1. How do most people react when you tell them you're a writer? How long did it take for you to lay claim to that title of "writer”? Was there a defining moment when you knew you actually were a writer?
 


ES: I always wanted to write, so I think I’ve never had any qualms about thinking of myself as a writer. I also began publishing quite young—I was 28 when my first book, a collection of stories, came out, and by the age of 35 I’d published a book of poetry and two novels. This is my third novel, and definitely my favourite. In that regard, I’d say it’s a defining moment: I feel like I’m just beginning to become the kind of writer I want to be.
 


2. Most people think of New York City as a busy place - how does that busyness figure into your writing, or does it? What are your favourite spots for writing?

 


ES: The Blondes is set in both New York and rural Ontario. It’s always head-spinning for me to go from my little hideaway hometown of 10,000 to this metropolis of over 8 million. In this book, the plague hits when the character, Hazel, is in Manhattan, so there is definitely a sense of chaos and busyness as she tries to flee the city and make it back to what she views as the safety of Canada.
 


As to favourite spots for writing, I seldom write outside my apartment. I carry a notebook and get a lot of ideas while on the subway or at the Laundromat, but I want to be in private to do something as intense as sketching out scenes. While I was writing The Blondes, I did rent a cabin in the Mohave Desert not far from Joshua Tree. That was a wonderful place to write because it was so quiet. With the exception of the sound of the military doing drills on a base several miles away, there were no distractions. I had to drive 35 miles if I wanted to have an internet connection. I did about half of the first draft there in a short period—it was a bit surprising to me how much I was able to write out there.

 

 
3. What's been the highlight of your writing career so far?
 
Probably being onstage last year at the Vancouver Writers Festival with Margaret Atwood.
 
 

4. What does this particular nomination mean to you, the Sunburst Awards being for "excellence in Canadian literature of the fantastic"?
It’s very exciting! An amazing panel of judges and “Literature of the fantastic” is such a great phrase. I feel very fortunate to be placed in such company.
 
 

5. The Blondes is a fantasy of sorts - do you mind when people read metaphors into your work, or is that metaphorical quality quite intentional on your part? Do you think metaphor first, or story and/or character first? This is essentially a genesis question: where does the story begin, for you? And how does it evolve?
Everything comes at once for me, in what seems at the time a huge mess. For the first half I’m always wracked with self-doubt, asking myself if it’s a satire, a comedy, a horror story, a suspense, a drama? It’s only after I’m a good way into it that I realize it isn’t messy at all, and all of those elements are falling into place.

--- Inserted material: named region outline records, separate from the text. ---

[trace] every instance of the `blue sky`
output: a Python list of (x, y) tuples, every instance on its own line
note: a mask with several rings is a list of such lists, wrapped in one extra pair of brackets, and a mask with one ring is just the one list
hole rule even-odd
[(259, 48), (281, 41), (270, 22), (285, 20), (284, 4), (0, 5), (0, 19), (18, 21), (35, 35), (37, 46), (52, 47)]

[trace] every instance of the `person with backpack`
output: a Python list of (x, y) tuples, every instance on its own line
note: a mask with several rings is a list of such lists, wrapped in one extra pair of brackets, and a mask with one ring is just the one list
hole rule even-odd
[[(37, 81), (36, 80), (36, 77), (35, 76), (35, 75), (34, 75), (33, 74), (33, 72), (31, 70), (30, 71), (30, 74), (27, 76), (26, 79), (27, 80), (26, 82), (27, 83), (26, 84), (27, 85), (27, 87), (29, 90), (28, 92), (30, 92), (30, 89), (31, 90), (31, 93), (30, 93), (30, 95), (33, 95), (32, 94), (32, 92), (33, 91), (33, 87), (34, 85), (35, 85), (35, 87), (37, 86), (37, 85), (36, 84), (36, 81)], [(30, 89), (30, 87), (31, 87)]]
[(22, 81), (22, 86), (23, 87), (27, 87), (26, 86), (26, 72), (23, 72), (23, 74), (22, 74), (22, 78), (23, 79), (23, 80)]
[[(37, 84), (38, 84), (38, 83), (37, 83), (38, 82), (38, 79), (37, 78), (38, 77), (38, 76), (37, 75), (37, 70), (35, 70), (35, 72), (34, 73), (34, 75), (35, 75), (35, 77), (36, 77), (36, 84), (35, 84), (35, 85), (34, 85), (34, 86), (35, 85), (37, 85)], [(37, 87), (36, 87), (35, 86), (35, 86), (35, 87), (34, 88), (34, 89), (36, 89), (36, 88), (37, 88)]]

It’s funny that Tony Burgess was one of the judges for this award, because Pontypool was definitely an inspiration.
 
 

6. I assume you visit schools or university classes now and then to discuss your work. What have you learned from such moments?
 
I used to teach short story writing at George Brown College, but I was more of an editor or mentor in that environment. I haven’t actually done a lot of class visits as an author. One visit I did do was to some eighth graders at the grammar school I attended growing up. Even though my work is not meant for young people they asked me some of the most interesting questions I’ve ever gotten and really made me think. It was a good reminder to me to never to pre-judge an audience.
 

7. What's the next writing project for you?
 
My husband and I have been working on scripts lately, one for a TV pilot, one for a feature film. It’s teaching me a lot about plot and form, and how I approach projects. I can definitely feel it informing my fiction writing.